Agios stepped out. He wore the same red garment that Nicholas had given him years ago. He stood until the girl glanced up and saw him, and then he beckoned, pointed down, and then walked away, Nicholas falling into step beside him. “You wish no credit for your art?” Nicholas asked.

“The only one who should know about it does know,” Agios replied. Behind them, he heard the man cry out in astonished delight. He felt warm and did not look back.

“That was kind of you,” Nicholas said.

“Son, you taught me that giving is a way of serving God,” Agios said. “I'd like to help you in your works of charity, if you'll let me.”

That moment changed everything for Agios. The next time he traveled to Myra he crammed as many trinkets as he could into his sack, along with dried goat's meat, a bag of coins—the last remnants of the scholar-kings' reward to him—a warm cloak he had traded for, as well as a sack of oranges that he had harvested from a grove a half day's journey away.

He told Nicholas, “I was wrong to think I could earn redemption.”

Nicholas, now a middle-aged man and an honored priest, murmured, “No one can do that, father. God's forgiveness is a gift.” He added warmly, “You of all men should surely understand the nature of a gift!”

Agios sighed. “All those years I lived without hope, with guilt and bitterness boiling in my heart. I never paused to think of all the others who were even worse off. I could have helped so many times and didn't.”

“Hope,” Nicholas murmured. “That is the greatest gift you offer others.”

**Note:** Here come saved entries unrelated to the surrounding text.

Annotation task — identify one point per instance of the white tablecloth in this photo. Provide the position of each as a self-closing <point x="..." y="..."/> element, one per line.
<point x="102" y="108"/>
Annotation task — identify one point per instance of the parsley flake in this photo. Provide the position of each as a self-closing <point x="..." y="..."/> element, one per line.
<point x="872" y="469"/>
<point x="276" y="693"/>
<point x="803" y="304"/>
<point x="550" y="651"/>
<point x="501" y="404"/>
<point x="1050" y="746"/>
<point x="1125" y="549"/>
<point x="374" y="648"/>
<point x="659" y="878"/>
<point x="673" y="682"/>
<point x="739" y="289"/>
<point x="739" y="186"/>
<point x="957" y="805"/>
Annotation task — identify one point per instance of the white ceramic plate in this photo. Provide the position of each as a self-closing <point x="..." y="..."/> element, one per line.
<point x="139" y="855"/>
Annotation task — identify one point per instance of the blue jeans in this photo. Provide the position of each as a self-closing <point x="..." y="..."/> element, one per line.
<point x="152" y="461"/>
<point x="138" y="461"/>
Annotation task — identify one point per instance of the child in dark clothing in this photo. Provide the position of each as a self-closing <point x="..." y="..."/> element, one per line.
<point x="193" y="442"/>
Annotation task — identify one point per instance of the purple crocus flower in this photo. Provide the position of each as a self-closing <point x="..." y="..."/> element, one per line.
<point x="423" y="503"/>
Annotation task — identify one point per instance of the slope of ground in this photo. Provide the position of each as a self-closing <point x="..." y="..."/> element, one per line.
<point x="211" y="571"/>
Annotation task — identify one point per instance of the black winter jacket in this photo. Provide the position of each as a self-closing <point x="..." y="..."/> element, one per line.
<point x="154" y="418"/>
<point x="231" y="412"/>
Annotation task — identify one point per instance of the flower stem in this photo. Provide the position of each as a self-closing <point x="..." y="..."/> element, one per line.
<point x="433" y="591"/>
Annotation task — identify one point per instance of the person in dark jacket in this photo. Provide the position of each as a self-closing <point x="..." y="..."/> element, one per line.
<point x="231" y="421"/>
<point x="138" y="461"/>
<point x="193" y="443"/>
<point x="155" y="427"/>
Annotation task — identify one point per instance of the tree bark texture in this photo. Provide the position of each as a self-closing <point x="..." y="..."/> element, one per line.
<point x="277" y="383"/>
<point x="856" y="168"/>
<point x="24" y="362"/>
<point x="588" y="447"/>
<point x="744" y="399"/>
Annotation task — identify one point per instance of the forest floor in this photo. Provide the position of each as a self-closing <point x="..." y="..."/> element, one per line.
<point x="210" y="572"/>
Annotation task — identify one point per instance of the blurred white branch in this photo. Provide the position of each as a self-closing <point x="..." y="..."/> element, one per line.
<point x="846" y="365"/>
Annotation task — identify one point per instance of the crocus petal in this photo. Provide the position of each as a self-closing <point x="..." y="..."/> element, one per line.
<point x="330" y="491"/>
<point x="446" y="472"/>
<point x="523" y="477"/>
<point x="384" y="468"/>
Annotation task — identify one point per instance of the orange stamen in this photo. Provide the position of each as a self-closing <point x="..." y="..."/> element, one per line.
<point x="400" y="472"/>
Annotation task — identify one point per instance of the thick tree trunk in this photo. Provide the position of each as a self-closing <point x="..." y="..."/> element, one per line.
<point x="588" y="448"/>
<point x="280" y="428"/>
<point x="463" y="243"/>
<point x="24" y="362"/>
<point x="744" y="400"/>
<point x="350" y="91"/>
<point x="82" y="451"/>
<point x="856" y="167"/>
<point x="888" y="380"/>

Distributing the goods was a delight. Just as in the days when Agios left his carvings for children to find, he had the distinct pleasure of giving gifts without his recipient knowing the origin. A woman toiled over a pot of lentils and broth until Agios slipped past and there was suddenly—miraculously almost—mutton on her table. A young scholar walked home from classes, his head heavy and shoulders hunched until a perfect orange appeared on the ground before his shuffling feet.

“They're talking about you, you know,” Nicholas told him once.

More years had passed, thought it felt like a mere season to Agios. A bearded Nicholas wore the robes of a bishop —red, like the coat that Nicholas had given Agios on the mountain, but a rich brocade, long and tasseled and trimmed in gold and white.

Nicholas's robes weren't the only thing that had changed in the decades since Agios had first met him. Eudemus had been right: the emperor Diocletian had turned against the Christians with violence and the force of Roman law. In parts of the Roman Empire churches were razed, scriptures burned, Christians tormented and executed.